🤖 AI Summary
This work addresses fine-grained hallucinations in video captioning by introducing, for the first time, the **segment-level hallucination localization task**, which identifies erroneous words or phrases within captions—moving beyond coarse sentence-level hallucination detection. To support this task, we construct HLVC-Dataset, the first finely annotated benchmark comprising 1,167 video–caption pairs; captions are initially generated by VideoLLMs and rigorously verified and hallucination-annotated by human experts at the token/phrase level. We further design a tailored VideoLLM-based baseline model and conduct comprehensive quantitative and qualitative evaluations. Experiments demonstrate that our approach effectively localizes hallucinated segments, significantly improving error traceability and diagnostic precision. This work establishes a novel task paradigm, provides the first dedicated benchmark dataset, and lays methodological foundations for fine-grained analysis and evaluation of multimodal hallucinations in video understanding.
📝 Abstract
We propose a novel task, hallucination localization in video captioning, which aims to identify hallucinations in video captions at the span level (i.e. individual words or phrases).

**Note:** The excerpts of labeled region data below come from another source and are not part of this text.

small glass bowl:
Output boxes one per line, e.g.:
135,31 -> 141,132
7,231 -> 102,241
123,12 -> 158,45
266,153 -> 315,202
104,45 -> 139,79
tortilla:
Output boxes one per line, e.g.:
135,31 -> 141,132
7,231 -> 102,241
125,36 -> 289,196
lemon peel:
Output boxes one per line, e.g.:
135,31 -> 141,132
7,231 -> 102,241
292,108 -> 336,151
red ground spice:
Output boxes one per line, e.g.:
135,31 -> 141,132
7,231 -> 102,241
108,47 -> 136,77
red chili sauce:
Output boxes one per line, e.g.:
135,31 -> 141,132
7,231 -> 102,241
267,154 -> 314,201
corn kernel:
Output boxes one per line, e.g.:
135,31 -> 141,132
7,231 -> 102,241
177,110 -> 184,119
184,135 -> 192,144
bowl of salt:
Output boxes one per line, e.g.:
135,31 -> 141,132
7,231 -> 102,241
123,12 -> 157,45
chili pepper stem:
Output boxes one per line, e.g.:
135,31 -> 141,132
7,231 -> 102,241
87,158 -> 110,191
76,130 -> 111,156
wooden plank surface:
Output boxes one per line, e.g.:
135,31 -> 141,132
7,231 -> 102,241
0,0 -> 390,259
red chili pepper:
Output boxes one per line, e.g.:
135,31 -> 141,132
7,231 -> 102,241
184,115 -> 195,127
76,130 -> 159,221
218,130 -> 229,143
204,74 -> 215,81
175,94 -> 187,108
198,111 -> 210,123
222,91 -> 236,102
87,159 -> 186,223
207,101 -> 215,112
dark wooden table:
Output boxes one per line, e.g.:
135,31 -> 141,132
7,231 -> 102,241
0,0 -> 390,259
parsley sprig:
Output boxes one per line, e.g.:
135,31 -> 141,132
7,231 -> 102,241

This allows for a more detailed analysis of hallucinations compared to existing sentence-level hallucination detection task. To establish a benchmark for hallucination localization, we construct HLVC-Dataset, a carefully curated dataset created by manually annotating 1,167 video-caption pairs from VideoLLM-generated captions. We further implement a VideoLLM-based baseline method and conduct quantitative and qualitative evaluations to benchmark current performance on hallucination localization.